6 thoughts on “The Bronx State of History

  1. I think the term “parkway” was given by Robert Moses to the series of roads that connected his new park system together, one park to the next one. In a heavy handed attempt to keep the NYC poor from despoiling his new parks, he insured the overpasses be constructed too low to permit city busses to pass under ! He did, however, also build community swimming pools in Manhattan to offer an alternative form of recreation to these people.

  2. Nice job. This year is also the 375th of Jonas Jonasson Bronck’s arrival. And now, most will now acknowledge his Swedishness, including a group in Bronck’s hometown, who have established a “Jonas Bronck Center” in Sävsjö. I have personally informed the King of this fact and we may one day host him. We’ll see……

    All the best.

    BGAndersson

  3. Interesting article in the Times recently about Marble Hill, a “no-man’s land”, physically in the Bronx, but belonging to Manhattan. Came about when a direct canal was dug between the Harlem R and the Hudson R at Spuyten Dyvel. The original river route got filed in eventually, BUT, Manhattan never gave up ownership of the propert, now separated from it by this “new” canal. Fire and Police services are covered by the Bronx, but legally, it is Manhattan property !

  4. Bob, Your comment on the canal opened between The Bronx and Manhattan Island is a not-often told story. (And I won’t attempt telling it here.) Taking longer to construct that the Panama Canal, it changed the geography of the areas. Once opened, it was no longer possible to walk across the Harlem River at low tide as the native Americans once did before Kingsbridge. The Johnson Iron Foundry where the Ranger’s Office at Inwood Park now stands and the large oyster middens along the northern shore are long gone.

  5. A reader who wishes to remain anonymous sent me the following comment:

    I grew up — at least a little ways — in The Bronx. My parents lived in Astoria, but I was born 2 months premature, and my mother took public transport and a cab with a very nervous driver (!) to Manhattan Lying In Hospital. While she was there, dad got a job as the “super” in an apartment house on 171st St. , a block from the Third Avenue “El,” so she and I came “home” to the Bronx. He later was moved to a job as super in a 54-family apartment house at 2505 Lorillard Place. We were not far from Fordham University and within walking distance of the Bronx Zoo. (We must also have been near the Bronx Co. Courthouse, because during the infamous Bruno Hauptmann kidnapping trial, his wife lived in an apartment in our house, and my mother “babysat” with their 3-year-old son. I remember being in my crib and being shocked when he “pooped” on the floor. Poor kid; his world must have been falling apart.)
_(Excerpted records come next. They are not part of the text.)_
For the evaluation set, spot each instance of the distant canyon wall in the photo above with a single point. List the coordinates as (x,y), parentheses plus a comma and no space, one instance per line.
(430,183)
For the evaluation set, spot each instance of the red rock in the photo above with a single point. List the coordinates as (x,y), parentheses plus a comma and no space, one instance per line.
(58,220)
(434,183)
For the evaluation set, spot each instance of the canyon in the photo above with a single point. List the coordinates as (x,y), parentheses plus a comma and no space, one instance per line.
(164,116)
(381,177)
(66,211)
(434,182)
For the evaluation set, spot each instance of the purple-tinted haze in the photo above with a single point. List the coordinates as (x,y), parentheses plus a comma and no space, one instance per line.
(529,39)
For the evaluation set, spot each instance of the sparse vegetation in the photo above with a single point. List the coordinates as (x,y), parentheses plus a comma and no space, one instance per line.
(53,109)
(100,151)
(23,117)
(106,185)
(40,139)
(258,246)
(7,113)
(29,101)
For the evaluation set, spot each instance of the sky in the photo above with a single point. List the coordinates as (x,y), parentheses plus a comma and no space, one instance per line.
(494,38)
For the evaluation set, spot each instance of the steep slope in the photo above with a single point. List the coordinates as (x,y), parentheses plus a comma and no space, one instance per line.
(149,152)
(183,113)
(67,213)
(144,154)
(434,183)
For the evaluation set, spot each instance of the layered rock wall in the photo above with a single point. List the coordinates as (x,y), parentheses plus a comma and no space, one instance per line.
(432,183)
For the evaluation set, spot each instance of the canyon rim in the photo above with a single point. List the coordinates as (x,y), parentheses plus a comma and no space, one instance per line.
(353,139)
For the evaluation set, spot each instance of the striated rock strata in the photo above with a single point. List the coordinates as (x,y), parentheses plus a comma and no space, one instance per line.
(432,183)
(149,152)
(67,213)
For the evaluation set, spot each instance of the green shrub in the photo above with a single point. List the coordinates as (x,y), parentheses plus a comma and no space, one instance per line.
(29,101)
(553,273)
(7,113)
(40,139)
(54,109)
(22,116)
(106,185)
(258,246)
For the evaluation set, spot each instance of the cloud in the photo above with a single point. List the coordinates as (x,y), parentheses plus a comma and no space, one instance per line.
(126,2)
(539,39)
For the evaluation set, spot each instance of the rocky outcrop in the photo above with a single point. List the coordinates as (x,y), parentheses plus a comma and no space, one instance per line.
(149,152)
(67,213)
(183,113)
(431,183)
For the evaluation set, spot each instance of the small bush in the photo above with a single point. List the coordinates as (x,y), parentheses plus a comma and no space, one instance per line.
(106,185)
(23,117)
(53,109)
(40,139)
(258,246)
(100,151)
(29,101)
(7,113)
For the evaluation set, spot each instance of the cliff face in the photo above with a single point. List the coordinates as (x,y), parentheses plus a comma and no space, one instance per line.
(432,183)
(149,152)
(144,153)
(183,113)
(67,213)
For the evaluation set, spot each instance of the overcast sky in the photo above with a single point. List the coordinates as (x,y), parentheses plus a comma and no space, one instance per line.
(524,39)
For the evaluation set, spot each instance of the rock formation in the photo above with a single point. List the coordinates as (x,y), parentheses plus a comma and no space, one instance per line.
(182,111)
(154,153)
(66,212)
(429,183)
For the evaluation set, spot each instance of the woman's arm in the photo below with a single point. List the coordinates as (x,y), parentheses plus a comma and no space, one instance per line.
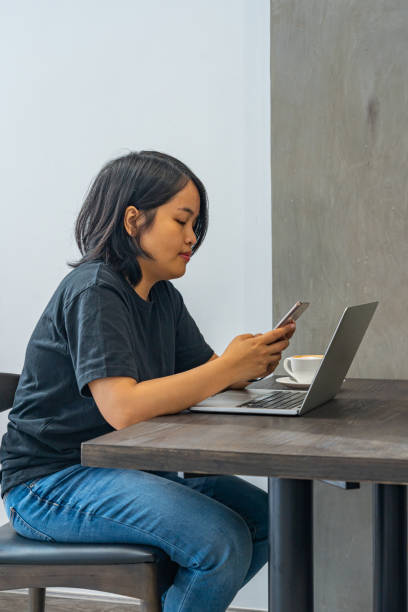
(238,385)
(123,401)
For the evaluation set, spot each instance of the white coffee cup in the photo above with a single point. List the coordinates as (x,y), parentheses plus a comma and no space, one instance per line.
(303,368)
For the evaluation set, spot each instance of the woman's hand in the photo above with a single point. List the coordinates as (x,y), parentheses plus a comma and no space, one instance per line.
(242,384)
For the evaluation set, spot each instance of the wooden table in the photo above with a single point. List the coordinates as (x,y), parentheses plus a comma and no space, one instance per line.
(361,435)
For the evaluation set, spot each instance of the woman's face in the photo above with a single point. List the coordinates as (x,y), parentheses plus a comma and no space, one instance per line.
(171,234)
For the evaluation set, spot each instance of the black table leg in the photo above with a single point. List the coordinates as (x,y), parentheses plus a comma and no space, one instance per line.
(290,545)
(390,548)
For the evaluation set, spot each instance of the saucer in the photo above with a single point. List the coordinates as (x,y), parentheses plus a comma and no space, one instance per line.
(292,384)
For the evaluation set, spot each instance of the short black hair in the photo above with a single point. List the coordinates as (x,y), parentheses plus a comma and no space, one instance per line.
(146,180)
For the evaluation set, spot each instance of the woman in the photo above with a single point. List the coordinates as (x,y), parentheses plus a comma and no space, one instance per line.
(114,346)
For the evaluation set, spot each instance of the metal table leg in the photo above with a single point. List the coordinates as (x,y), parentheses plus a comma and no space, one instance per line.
(390,548)
(290,545)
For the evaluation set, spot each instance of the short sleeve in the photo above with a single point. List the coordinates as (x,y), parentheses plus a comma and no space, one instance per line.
(97,323)
(191,348)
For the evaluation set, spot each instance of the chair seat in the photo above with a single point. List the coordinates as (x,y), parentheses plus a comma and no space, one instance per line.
(17,549)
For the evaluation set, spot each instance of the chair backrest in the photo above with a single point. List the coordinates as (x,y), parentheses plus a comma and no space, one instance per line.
(8,386)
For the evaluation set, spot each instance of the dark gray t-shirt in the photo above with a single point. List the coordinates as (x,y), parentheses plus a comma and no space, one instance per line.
(94,326)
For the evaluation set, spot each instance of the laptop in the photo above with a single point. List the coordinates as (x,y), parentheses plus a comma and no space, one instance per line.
(327,381)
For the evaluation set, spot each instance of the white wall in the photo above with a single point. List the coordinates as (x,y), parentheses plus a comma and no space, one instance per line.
(87,80)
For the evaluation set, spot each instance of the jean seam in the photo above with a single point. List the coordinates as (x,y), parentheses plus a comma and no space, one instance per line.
(14,514)
(190,586)
(138,529)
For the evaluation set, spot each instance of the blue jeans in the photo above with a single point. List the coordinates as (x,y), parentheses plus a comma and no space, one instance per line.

    We used to go to the Zoo quite often on Sundays — free entertainment, and outdoors! When I got lost, my parents could always find me either at the seal cage or the penguin pool. Later they updated things to the “World of the Night,” the African Veldt (lions and tigers — oh, my — wandering loose, far below and well fenced-off from the public). I remember being with my mother in the building where they housed the hippos. One of them turned its back on the public and really “let loose.” The “public” moved back very fast! Later we came back for another look, and mama hippo was relaxing with her chin in the “pile” she had created! I also got to ride a camel once — that was a thrill! (I also remember when the first panda came to the zoo! I think that was after we moved.)
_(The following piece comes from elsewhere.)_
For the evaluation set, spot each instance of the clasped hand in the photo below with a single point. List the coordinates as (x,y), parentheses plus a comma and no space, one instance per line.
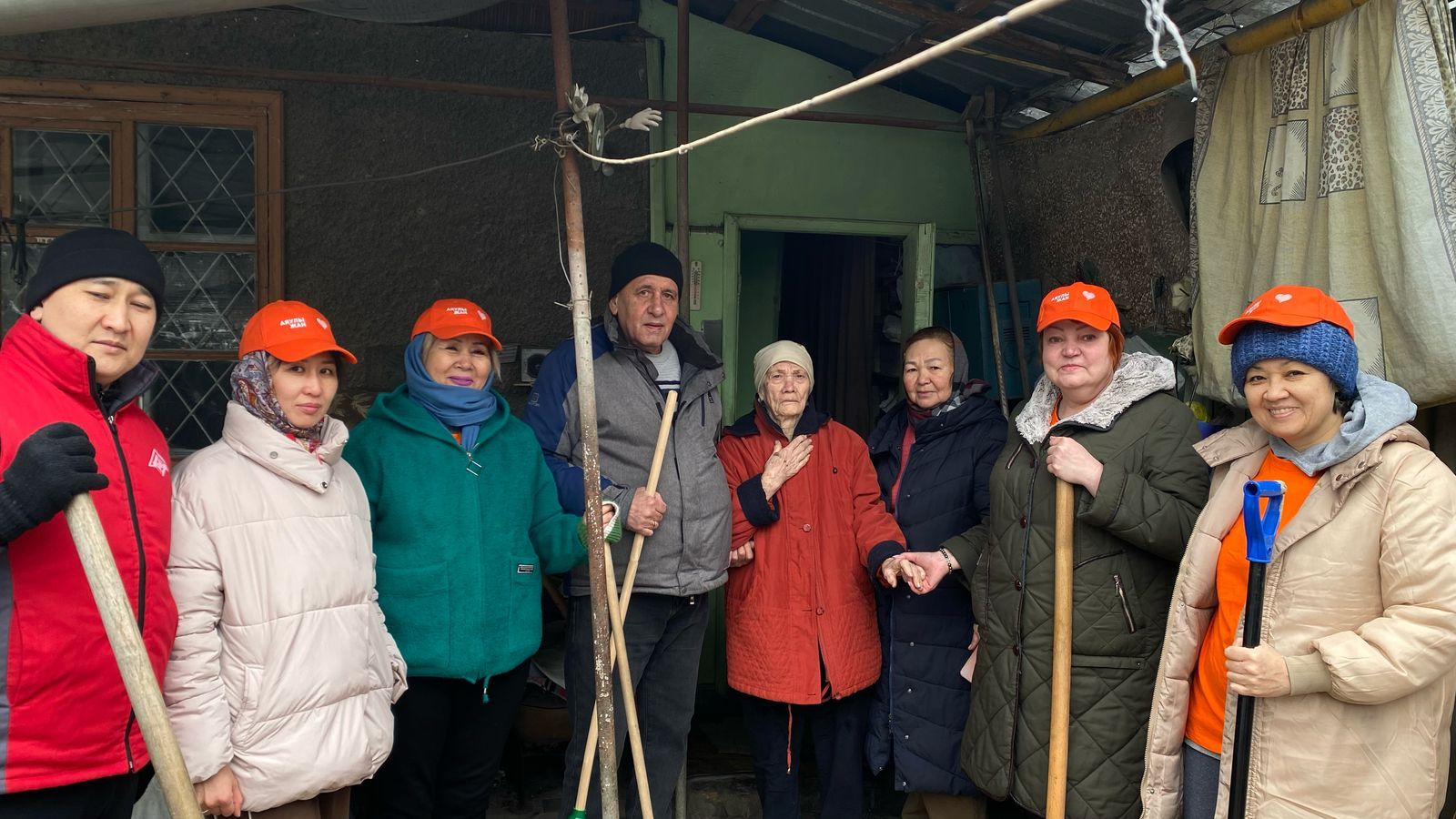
(921,570)
(1074,464)
(784,464)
    I also remember that right next door to the left of the Lorillard Pl. house was a private house, set very far back from the street (as I remember it, anyway), with a huge flower garden in front.
    Across the street was a high school. The students used to sneak over to our apartment house and ride the elevator during their lunch hour! It was either Angelo Patri H.S. or was named after a female saint; don’t remember which. One was on Fordham road itself, the other across from us. I started kindergarten somewhere around there, but we moved to upper Manhattan while I was in Kindergarten, as my father opened the Inwood Pet Shop on Broadway near 204th St.

    Mother would walk to Poe Park (?) or at least some park which contained the Poe Cottage — as in Edgar Allen. I don’t remember that, however.